My arms wrapped around him, fingers sinking into his wet curls holding him there. “You feel it because it’s real.”
We devoured each other.
The water poured down around us like a storm, scorching and relentless. Steam coiled around our bodies, the pressure bruising, the heat searing our skin. Sin’s hands moved like a man starving—dragging down my sides, mapping out ribs like piano keys, sliding around my back to grip my ass hard enough to leave fingerprints. He pulled me into him with a desperation that made something inside me crack.
His touch wasn’t gentle. It wasclaiming. Like he was trying to crawl inside me, or tear me open and see what lived beneath all the polished detachment I wore like armor.
Our lips collided—not a kiss but a collision, a car crash of desperation. I kissed him like I was drowning, and he was the only thing keeping me tethered to this fucked-up world. Like if I opened wide enough, our atoms would fuse, and I could be remade from the inside out.
His mouth tasted like heat and hunger, like every craving I’d denied myself and every sin I’d ever wanted to commit. Ourcocks slid together, slick and throbbing, every brush a brutal tease, every grind a spark that threatened to ignite us both. We moaned into each other’s mouths—not soft, or pretty, but guttural, and raw.
“Fuck, baby—” His voice shattered against my lips. “You feel so good against me.”

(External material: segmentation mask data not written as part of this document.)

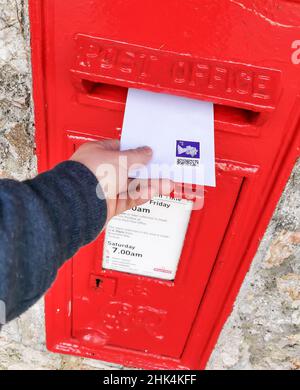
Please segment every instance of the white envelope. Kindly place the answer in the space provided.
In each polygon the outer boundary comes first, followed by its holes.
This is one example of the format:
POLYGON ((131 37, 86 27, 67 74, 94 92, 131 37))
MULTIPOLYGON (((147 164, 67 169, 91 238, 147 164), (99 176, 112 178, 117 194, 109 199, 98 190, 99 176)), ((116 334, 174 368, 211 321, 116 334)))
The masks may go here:
POLYGON ((131 177, 216 185, 213 103, 130 89, 121 150, 150 146, 153 159, 131 177))

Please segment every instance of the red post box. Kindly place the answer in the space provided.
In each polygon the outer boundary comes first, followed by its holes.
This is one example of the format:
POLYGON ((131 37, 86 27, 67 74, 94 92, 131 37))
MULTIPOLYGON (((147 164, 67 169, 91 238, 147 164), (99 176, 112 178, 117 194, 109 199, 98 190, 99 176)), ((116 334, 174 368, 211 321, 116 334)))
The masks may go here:
POLYGON ((40 171, 86 140, 120 138, 130 87, 215 104, 217 186, 191 214, 175 279, 104 269, 104 232, 48 293, 47 346, 205 368, 299 156, 300 3, 29 2, 40 171))

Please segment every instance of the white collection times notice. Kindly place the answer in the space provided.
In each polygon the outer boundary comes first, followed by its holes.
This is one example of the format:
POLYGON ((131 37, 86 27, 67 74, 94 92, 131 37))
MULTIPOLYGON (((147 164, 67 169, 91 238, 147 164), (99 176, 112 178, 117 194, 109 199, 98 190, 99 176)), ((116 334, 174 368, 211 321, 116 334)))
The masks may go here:
POLYGON ((107 226, 103 268, 174 280, 193 202, 157 197, 107 226))

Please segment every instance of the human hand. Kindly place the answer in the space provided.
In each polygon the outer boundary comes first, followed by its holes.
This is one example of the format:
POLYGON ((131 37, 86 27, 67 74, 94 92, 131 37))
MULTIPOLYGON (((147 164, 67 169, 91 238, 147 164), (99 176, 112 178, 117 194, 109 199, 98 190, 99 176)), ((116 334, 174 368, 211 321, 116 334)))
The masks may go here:
POLYGON ((152 158, 148 147, 120 152, 120 142, 104 140, 82 145, 71 157, 89 168, 97 177, 108 209, 107 222, 115 215, 148 202, 158 195, 169 195, 174 189, 170 180, 129 179, 134 165, 146 165, 152 158))

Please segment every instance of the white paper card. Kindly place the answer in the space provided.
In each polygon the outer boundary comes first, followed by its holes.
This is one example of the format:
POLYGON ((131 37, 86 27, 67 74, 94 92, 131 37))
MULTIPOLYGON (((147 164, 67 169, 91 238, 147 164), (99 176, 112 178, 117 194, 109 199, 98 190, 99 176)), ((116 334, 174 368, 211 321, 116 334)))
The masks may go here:
POLYGON ((131 177, 216 185, 213 103, 129 89, 121 150, 146 145, 153 159, 131 177))
POLYGON ((191 201, 160 196, 114 217, 106 229, 103 268, 175 279, 192 208, 191 201))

His name—Sin—wasn’t a title. It was a prophecy.
I gripped his hair, dragging his head back, needing to see the strain in his throat, his pulse fluttering under the skin. I latched on to that exposed hollow, sucking down hard enough to bruise. To claim. He was panting, his breath catching on each exhale—a stutter, a break, a crack in his armor. I wanted to destroy him and worship him in the same breath, wanted to ruin him for anyone else and be the only one who could put him back together.

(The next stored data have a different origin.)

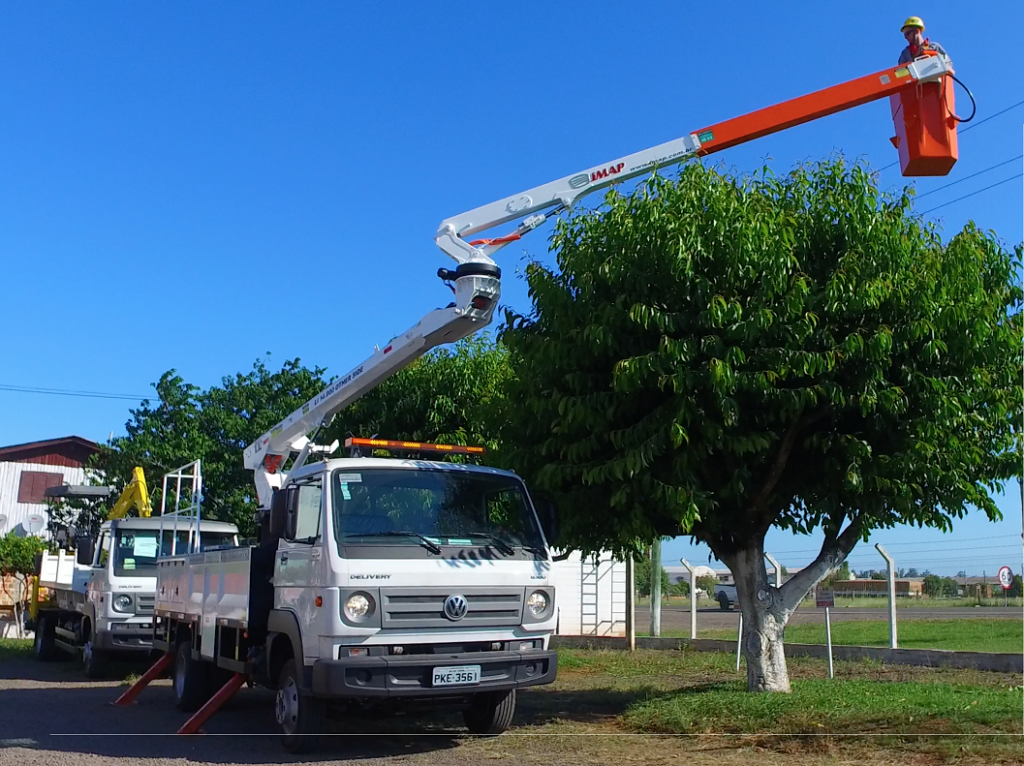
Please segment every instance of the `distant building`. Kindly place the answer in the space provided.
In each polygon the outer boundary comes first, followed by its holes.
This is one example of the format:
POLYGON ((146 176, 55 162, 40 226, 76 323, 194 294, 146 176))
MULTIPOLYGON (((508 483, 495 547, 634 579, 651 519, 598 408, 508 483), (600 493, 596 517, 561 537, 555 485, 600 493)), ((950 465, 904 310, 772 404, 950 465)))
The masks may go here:
POLYGON ((49 523, 44 493, 61 484, 86 484, 85 466, 99 445, 80 436, 0 447, 0 537, 29 533, 31 517, 49 523))
MULTIPOLYGON (((836 580, 832 591, 837 596, 888 596, 888 580, 836 580)), ((924 581, 920 578, 896 581, 896 596, 920 598, 924 595, 924 581)))

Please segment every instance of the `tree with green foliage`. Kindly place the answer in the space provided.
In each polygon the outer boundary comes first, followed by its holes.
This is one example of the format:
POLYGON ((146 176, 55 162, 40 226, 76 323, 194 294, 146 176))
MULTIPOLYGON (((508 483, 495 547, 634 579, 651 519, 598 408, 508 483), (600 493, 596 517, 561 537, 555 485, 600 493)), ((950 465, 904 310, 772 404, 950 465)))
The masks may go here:
MULTIPOLYGON (((651 597, 651 559, 649 556, 638 556, 633 559, 633 582, 636 585, 637 595, 641 598, 651 597)), ((664 567, 661 570, 661 592, 669 593, 672 590, 672 583, 669 582, 668 572, 664 567)), ((689 589, 687 589, 689 593, 689 589)))
POLYGON ((508 463, 560 542, 706 543, 736 577, 750 690, 789 691, 789 616, 875 529, 948 531, 1021 473, 1021 247, 943 242, 842 159, 699 163, 563 217, 509 311, 508 463), (824 533, 769 581, 769 529, 824 533))
POLYGON ((714 575, 706 574, 701 575, 697 578, 697 587, 708 594, 708 598, 715 597, 715 588, 718 586, 718 578, 714 575))
POLYGON ((251 532, 256 491, 242 452, 323 389, 324 372, 307 369, 298 359, 271 371, 257 360, 250 372, 202 389, 169 370, 154 385, 156 401, 130 410, 126 435, 101 445, 92 465, 114 487, 115 498, 131 481, 132 469, 142 466, 159 513, 163 475, 201 460, 204 516, 251 532))
POLYGON ((41 537, 21 537, 8 532, 0 537, 0 589, 14 601, 14 618, 18 635, 21 635, 23 618, 22 604, 26 599, 28 578, 35 574, 36 555, 46 550, 46 541, 41 537), (19 592, 12 593, 10 581, 17 583, 19 592))
POLYGON ((924 595, 930 598, 956 598, 960 594, 960 585, 952 577, 925 575, 921 585, 924 595))

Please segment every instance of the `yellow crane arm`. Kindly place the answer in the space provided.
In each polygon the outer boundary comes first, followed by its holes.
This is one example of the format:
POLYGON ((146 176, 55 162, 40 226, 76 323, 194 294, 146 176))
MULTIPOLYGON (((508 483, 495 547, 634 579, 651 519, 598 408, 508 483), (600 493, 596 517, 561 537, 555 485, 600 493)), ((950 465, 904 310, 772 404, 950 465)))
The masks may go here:
POLYGON ((117 498, 114 507, 107 514, 108 519, 123 519, 132 508, 138 508, 141 518, 149 518, 153 514, 153 508, 149 504, 149 490, 146 488, 146 475, 140 466, 132 470, 132 480, 121 497, 117 498))

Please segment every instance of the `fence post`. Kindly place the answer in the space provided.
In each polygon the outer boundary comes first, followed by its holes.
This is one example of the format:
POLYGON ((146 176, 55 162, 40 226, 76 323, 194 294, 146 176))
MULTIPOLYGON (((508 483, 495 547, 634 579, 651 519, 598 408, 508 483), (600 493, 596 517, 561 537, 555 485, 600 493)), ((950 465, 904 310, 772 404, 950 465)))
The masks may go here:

“I’ve missed you.” The words came from him like a confession. Like they hurt to speak. His voice scraped through the air, rough and frayed, like he’d pulled it from some dark place deep inside. “You know that, don’t you?”
My chest ached. That ache you get when you look at the thing you want most in the world and realize you’ve already carved it into your soul. I smiled against his throat, but it wasn’t sweet. It was dangerous.
“I know.” But I didn’t know what to do with it.